Arkansas voters will soon decide a high-profile race for the Arkansas Supreme Court that is officially nonpartisan but has drawn scrutiny over the partisan background of one candidate. John Adams, who is challenging incumbent Justice Nick Bronni, has a long public record of political activism aligned with the Democratic Party.
Public records show that Adams ran for Congress in 2010 as a Democrat, according to coverage in the Arkansas Democrat-Gazette. He later ran again as a Democrat in 2014, this time for the Arkansas House of Representatives, a race documented in Ballotpedia and the Arkansas Democrat-Gazette’s election reporting.
Federal Election Commission (FEC) data also shows that an individual listed as “John Adams” contributed $500 to Hillary for America in 2016, a donation recorded in the FEC’s searchable filings.
These are not minor or ambiguous affiliations. They are formal candidacies and federal contributions that place Adams firmly inside the Democratic political ecosystem. Republican strategists in Arkansas argue that while the race is labeled nonpartisan, voters in one of the most conservative states in the country are being asked to elevate a long-time Democratic activist to the state’s highest court.
Bronni, the incumbent justice and former Arkansas Solicitor General, has consolidated support throughout the conservative legal community. Bronni has received endorsements from Sen. Tom Cotton (R., Ark.), who has publicly praised Bronni’s legal judgment and record of service to Arkansas, as well as from the Republican Party of Arkansas, which is backing him as the candidate who will apply the law as written. Arkansas Gov. Sarah Huckabee Sanders, Attorney General Tim Griffin, and many other Republican leaders have also endorsed Bronni.
The contrast between the two candidates is shaping the race. Arkansas judicial contests are technically nonpartisan, but the political histories of the candidates routinely inform how voters interpret their campaigns. In this race the record on Adams is especially clear and unusually public. He has twice run for office as a Democrat and financially supported Hillary Clinton’s presidential campaign. Republican officials say the claim that Adams is a neutral, apolitical jurist does not withstand scrutiny.

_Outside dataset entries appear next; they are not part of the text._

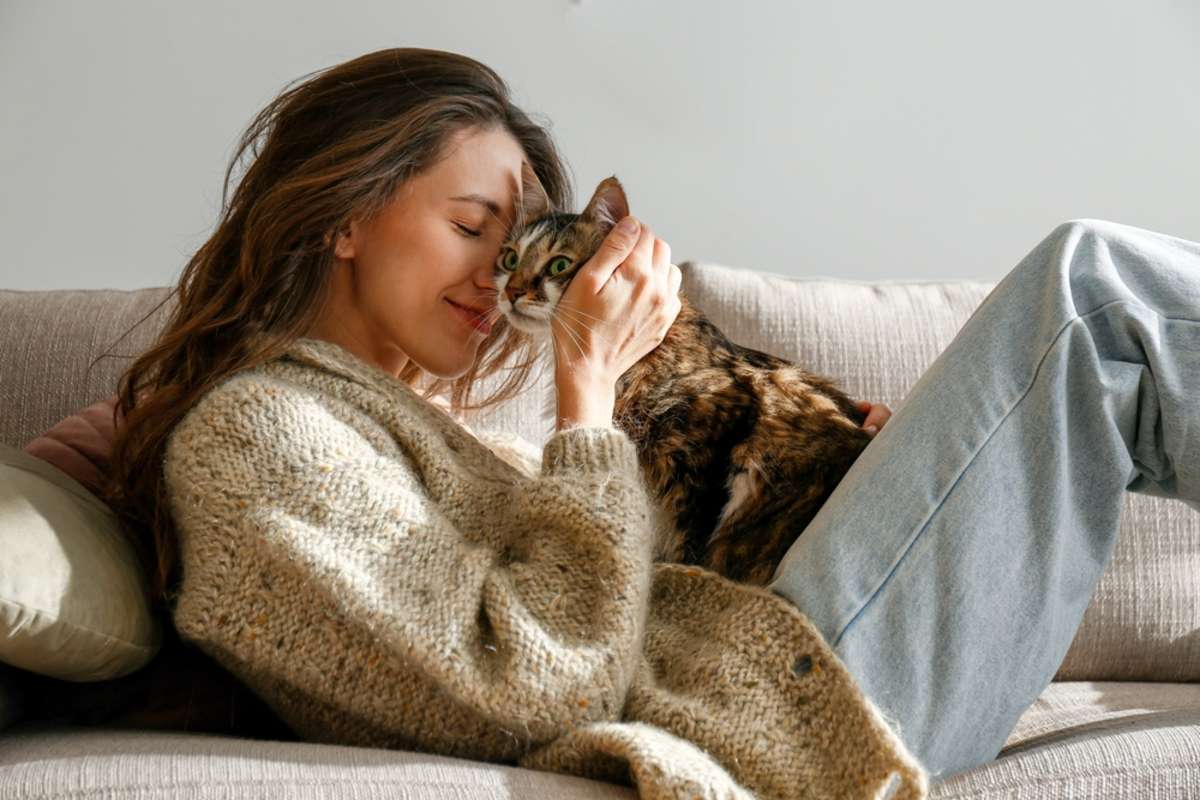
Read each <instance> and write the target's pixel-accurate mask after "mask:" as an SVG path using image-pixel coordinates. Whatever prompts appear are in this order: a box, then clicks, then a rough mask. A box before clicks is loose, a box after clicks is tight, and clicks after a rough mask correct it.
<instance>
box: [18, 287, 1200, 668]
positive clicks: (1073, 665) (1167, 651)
mask: <svg viewBox="0 0 1200 800" xmlns="http://www.w3.org/2000/svg"><path fill="white" fill-rule="evenodd" d="M682 269H683V272H684V282H683V290H684V293H685V294H686V295H688V296H689V297H690V299H691V300H692V302H694V303H695V305H696V306H697V307H700V308H701V309H703V311H704V312H706V313H708V315H709V317H710V318H712V320H713V321H714V323H715V324H716V325H718V326H720V327H721V329H722V330H724V331H725V332H726V333H727V335H730V336H731V338H733V339H734V341H738V342H740V343H742V344H746V345H749V347H754V348H757V349H762V350H766V351H768V353H773V354H775V355H779V356H782V357H786V359H791V360H794V361H798V362H799V363H803V365H805V366H806V367H808V368H811V369H815V371H818V372H823V373H826V374H828V375H830V377H833V378H835V379H838V380H839V381H840V384H841V385H842V387H844V389H846V390H847V391H848V392H850V393H851V395H852V396H853V397H857V398H862V399H870V401H872V402H883V403H887V404H888V405H890V407H892V408H893V409H899V408H900V405H901V404H902V402H904V397H905V395H906V393H907V391H908V389H910V387H911V386H912V385H913V384H914V383H916V381H917V379H918V378H919V377H920V374H922V372H924V369H925V367H926V366H928V365H929V363H931V362H932V361H934V359H935V357H936V356H937V354H938V353H941V350H942V349H943V348H944V347H946V345H947V344H948V343H949V342H950V339H953V338H954V336H955V333H956V332H958V331H959V329H960V327H961V326H962V324H964V323H965V321H966V319H967V318H968V317H970V315H971V313H972V312H973V311H974V308H976V307H977V306H978V305H979V302H982V301H983V299H984V297H985V296H986V294H988V293H989V291H990V290H991V289H992V287H994V285H995V284H994V283H979V282H953V281H950V282H940V281H882V282H868V281H842V279H836V278H824V277H818V278H790V277H784V276H778V275H772V273H767V272H760V271H750V270H739V269H733V267H728V266H722V265H716V264H684V265H682ZM166 293H167V289H166V288H149V289H142V290H137V291H118V290H91V291H86V290H83V291H4V290H0V337H4V338H2V341H6V342H12V343H13V344H12V345H11V347H7V348H2V349H0V375H2V377H4V378H2V383H0V390H2V391H4V395H5V397H7V398H10V402H7V403H0V441H4V443H7V444H11V445H13V446H22V445H24V444H25V443H26V441H29V440H30V439H32V438H34V437H36V435H38V434H40V433H42V432H43V431H46V429H47V428H49V427H50V426H53V425H54V423H55V422H58V421H59V420H61V419H62V417H64V416H67V415H68V414H71V413H73V411H74V410H76V409H79V408H83V407H85V405H88V404H89V403H94V402H96V401H100V399H102V398H104V397H108V396H110V395H112V393H113V392H114V391H115V386H116V378H118V375H119V373H120V369H121V368H122V367H124V366H126V365H127V363H128V356H131V355H133V354H137V353H139V351H140V350H142V349H144V348H145V347H146V345H148V344H149V343H150V341H151V339H152V337H154V335H155V333H156V332H157V330H158V329H160V326H161V325H162V323H163V321H164V319H166V314H167V313H169V311H170V309H172V303H170V302H168V303H167V305H166V306H163V307H162V308H158V309H156V308H155V307H156V306H157V303H158V302H160V301H162V300H163V297H164V296H166ZM148 314H149V318H148V319H146V320H145V321H144V323H143V324H142V325H140V326H138V327H134V325H136V324H137V323H138V321H139V320H140V319H142V318H143V317H145V315H148ZM128 329H133V330H132V332H130V335H128V337H127V338H126V339H125V341H124V342H120V343H118V339H119V337H121V336H122V333H125V332H126V331H127V330H128ZM107 349H112V350H113V351H114V353H115V354H119V355H121V356H126V357H109V359H103V360H100V361H97V362H96V363H95V365H92V366H91V369H90V371H89V365H90V362H91V361H92V360H94V359H96V357H97V356H98V355H101V354H102V353H104V351H106V350H107ZM550 392H552V385H551V383H550V374H548V373H545V372H544V373H542V375H541V379H540V381H539V383H536V384H535V385H534V386H533V387H532V391H529V392H527V393H526V395H523V396H521V397H518V398H516V399H515V401H514V402H511V403H509V404H506V405H505V407H503V408H500V409H499V410H496V411H493V413H492V414H490V415H486V416H484V417H481V419H480V420H478V421H472V425H473V426H474V427H479V428H493V429H497V428H498V429H506V431H512V432H516V433H520V434H522V435H523V437H526V438H528V439H530V440H533V441H535V443H539V444H540V443H541V441H542V440H544V439H545V435H546V433H547V431H546V429H545V427H544V422H542V419H541V413H542V408H544V404H545V399H546V397H547V396H548V395H550ZM1198 563H1200V515H1196V513H1195V512H1194V511H1192V510H1190V509H1189V507H1188V506H1186V505H1184V504H1182V503H1178V501H1175V500H1168V499H1164V498H1158V497H1153V495H1145V494H1132V493H1130V494H1127V495H1126V510H1124V517H1123V519H1122V523H1121V530H1120V534H1118V540H1117V545H1116V547H1115V551H1114V557H1112V561H1111V563H1110V564H1109V567H1108V570H1106V571H1105V573H1104V576H1103V577H1102V578H1100V581H1099V583H1098V584H1097V588H1096V591H1094V595H1093V597H1092V602H1091V604H1090V607H1088V609H1087V612H1086V613H1085V615H1084V619H1082V622H1081V625H1080V628H1079V631H1078V633H1076V637H1075V640H1074V642H1073V644H1072V648H1070V650H1069V651H1068V654H1067V656H1066V658H1064V660H1063V663H1062V666H1061V667H1060V669H1058V674H1057V678H1058V679H1060V680H1164V681H1174V680H1181V681H1196V680H1200V637H1196V636H1195V634H1194V632H1195V631H1196V630H1200V579H1198V577H1196V570H1195V566H1194V565H1195V564H1198Z"/></svg>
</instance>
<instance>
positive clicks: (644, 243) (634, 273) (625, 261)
mask: <svg viewBox="0 0 1200 800" xmlns="http://www.w3.org/2000/svg"><path fill="white" fill-rule="evenodd" d="M655 241H656V237H655V235H654V231H653V230H650V228H649V225H644V224H643V225H642V231H641V236H640V237H638V240H637V243H636V245H634V249H632V252H631V253H630V254H629V255H626V257H625V260H624V261H623V263H622V264H620V266H619V267H618V269H619V272H620V273H622V275H623V276H624V277H626V278H630V279H632V281H640V282H643V283H644V282H646V279H647V278H649V277H650V276H652V275H653V273H654V242H655ZM614 271H616V270H614Z"/></svg>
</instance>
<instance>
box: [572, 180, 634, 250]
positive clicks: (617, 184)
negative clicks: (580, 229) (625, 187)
mask: <svg viewBox="0 0 1200 800" xmlns="http://www.w3.org/2000/svg"><path fill="white" fill-rule="evenodd" d="M580 216H581V217H589V218H592V219H593V221H594V222H595V223H596V224H599V225H600V229H601V230H602V231H604V233H605V234H606V235H607V233H608V231H610V230H612V227H613V225H614V224H617V223H618V222H620V221H622V219H623V218H624V217H628V216H629V200H628V199H625V188H624V187H623V186H622V185H620V181H618V180H617V176H616V175H610V176H608V178H606V179H604V180H602V181H600V185H599V186H598V187H596V191H595V193H594V194H593V196H592V199H590V200H588V207H586V209H583V213H581V215H580Z"/></svg>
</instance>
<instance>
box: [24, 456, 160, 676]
mask: <svg viewBox="0 0 1200 800" xmlns="http://www.w3.org/2000/svg"><path fill="white" fill-rule="evenodd" d="M161 644H162V628H161V625H160V622H158V619H157V618H156V616H154V615H152V614H151V612H150V603H149V600H148V595H146V584H145V581H144V579H143V576H142V571H140V567H139V565H138V561H137V557H136V555H134V553H133V548H132V547H131V546H130V543H128V542H127V541H125V539H124V536H122V534H121V530H120V527H119V525H118V522H116V516H115V515H114V513H113V512H112V511H110V510H109V509H108V506H106V505H104V504H103V503H101V501H100V500H97V499H96V498H95V497H94V495H92V494H91V493H90V492H89V491H88V489H85V488H84V487H83V486H82V485H79V483H78V482H76V481H73V480H72V479H71V477H68V476H67V475H65V474H64V473H62V471H60V470H59V469H58V468H55V467H52V465H50V464H47V463H46V462H43V461H41V459H40V458H35V457H34V456H30V455H29V453H25V452H22V451H19V450H16V449H13V447H10V446H7V445H0V661H4V662H5V663H8V664H12V666H14V667H19V668H22V669H26V670H29V672H35V673H40V674H42V675H49V676H52V678H58V679H60V680H70V681H95V680H107V679H110V678H119V676H121V675H126V674H128V673H132V672H134V670H137V669H140V668H142V667H144V666H145V664H146V663H148V662H149V661H150V658H152V657H154V655H155V654H156V652H157V651H158V648H160V646H161Z"/></svg>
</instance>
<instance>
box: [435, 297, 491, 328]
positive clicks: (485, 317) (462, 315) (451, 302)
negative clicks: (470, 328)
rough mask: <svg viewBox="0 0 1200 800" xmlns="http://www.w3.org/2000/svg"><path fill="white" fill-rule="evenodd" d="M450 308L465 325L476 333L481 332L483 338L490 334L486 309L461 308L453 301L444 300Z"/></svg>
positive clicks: (463, 306) (488, 322)
mask: <svg viewBox="0 0 1200 800" xmlns="http://www.w3.org/2000/svg"><path fill="white" fill-rule="evenodd" d="M446 302H448V303H450V307H451V308H454V312H455V314H456V315H457V317H458V319H461V320H462V321H463V323H466V324H467V325H468V326H470V327H473V329H474V330H476V331H481V332H482V333H484V335H485V336H486V335H487V333H491V331H492V324H491V323H490V321H487V309H486V308H472V307H470V306H461V305H458V303H456V302H455V301H454V300H450V299H449V297H448V299H446Z"/></svg>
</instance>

As the March election approaches, conservatives in Arkansas are moving to ensure that voters understand the stakes. In their view, this is not simply a judicial election but a test of whether a Democratic activist can rebrand himself as a nonpartisan figure in a state where Democratic candidates have struggled for more than a decade. The outcome will signal whether judicial races remain an avenue for ideological activists to gain statewide office under the cover of a nonpartisan ballot.